As a result the city was seeing more than its fair share of hotel schemes, with JLL calculating 2008 would see 1,430 new beds that year, adding to stock of 8,137 — a mighty 17.6% leap in supply in just one year. The River Street site seemed ideal — it had good road access, and was opposite a newly built Premier Inn.
The proposal was to add 4 metres to the height of the existing concrete structure to create a 215-bed hotel, and planners gave approval. But in September 2008 Lehman Brothers collapsed, and with it the visitor economy (and much else). Irish developers were particularly badly hit, so fast forward to ...
October 2012 - Serviced Apartments, Too Much Too Soon
Today aparthotels are cool and funky.
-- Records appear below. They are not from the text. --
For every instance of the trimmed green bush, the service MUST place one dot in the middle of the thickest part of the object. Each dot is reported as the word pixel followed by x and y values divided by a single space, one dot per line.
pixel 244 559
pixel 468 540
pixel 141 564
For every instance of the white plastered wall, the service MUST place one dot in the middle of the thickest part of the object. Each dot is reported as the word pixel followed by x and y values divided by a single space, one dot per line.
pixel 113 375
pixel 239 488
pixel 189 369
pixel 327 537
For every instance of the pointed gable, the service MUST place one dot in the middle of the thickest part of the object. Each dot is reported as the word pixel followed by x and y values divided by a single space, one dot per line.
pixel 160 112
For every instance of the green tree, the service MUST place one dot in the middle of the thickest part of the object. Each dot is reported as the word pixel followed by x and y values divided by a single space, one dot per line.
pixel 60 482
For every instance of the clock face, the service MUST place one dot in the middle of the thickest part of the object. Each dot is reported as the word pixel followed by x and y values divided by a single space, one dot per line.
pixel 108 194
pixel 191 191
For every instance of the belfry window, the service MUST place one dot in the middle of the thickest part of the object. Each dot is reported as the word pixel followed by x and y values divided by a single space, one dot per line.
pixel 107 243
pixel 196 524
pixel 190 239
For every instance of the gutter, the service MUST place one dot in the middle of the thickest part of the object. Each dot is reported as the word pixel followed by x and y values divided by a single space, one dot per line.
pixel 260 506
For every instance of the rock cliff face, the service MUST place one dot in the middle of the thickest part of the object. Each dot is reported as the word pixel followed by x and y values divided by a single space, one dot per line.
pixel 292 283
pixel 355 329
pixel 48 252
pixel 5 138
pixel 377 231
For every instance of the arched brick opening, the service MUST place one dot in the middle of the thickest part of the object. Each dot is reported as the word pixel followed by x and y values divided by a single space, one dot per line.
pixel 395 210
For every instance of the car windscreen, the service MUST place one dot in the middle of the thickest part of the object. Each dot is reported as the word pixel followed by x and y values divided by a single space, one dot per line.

In October 2012 they were called serviced apartments and as the economy struggled to recover, they were a hot proposition in the flourishing alternative investment sector. The U.K. was underprovided by world standards, CBRE said in 2012; there was talk of substantial shortfalls in supply; development in London had scored impressive occupancy rates; and JLL reported that margins were up to 50% better than for hotels. So how about giving the idea a try in Manchester?
By now the River Street site was in the hands of Manchester-based Chelmer Developments. They applied to build a 42-storey serviced apartment tower on the site with around 600 serviced apartments — and that maybe was the problem. Too much, too soon, too ambitious, too tall. There were reported to be funding issues — the site was sold to Bolton-based Forshaw Land, who cut the size to 420 apartments, and then in 2015 the idea died.
March 2018 - Student Housing?
And so to March 2018, and a student housing scheme. Fortunately for Downing the city's student sector is robust: Manchester student housing rents rose by 5% for studio rooms in 2017, ahead of the national trend, according to January 2018 data from Cushman & Wakefield.
Yet the River Street site is a warning: even good ideas are not guaranteed success. And if that is not a spine chilling property story, then nothing is.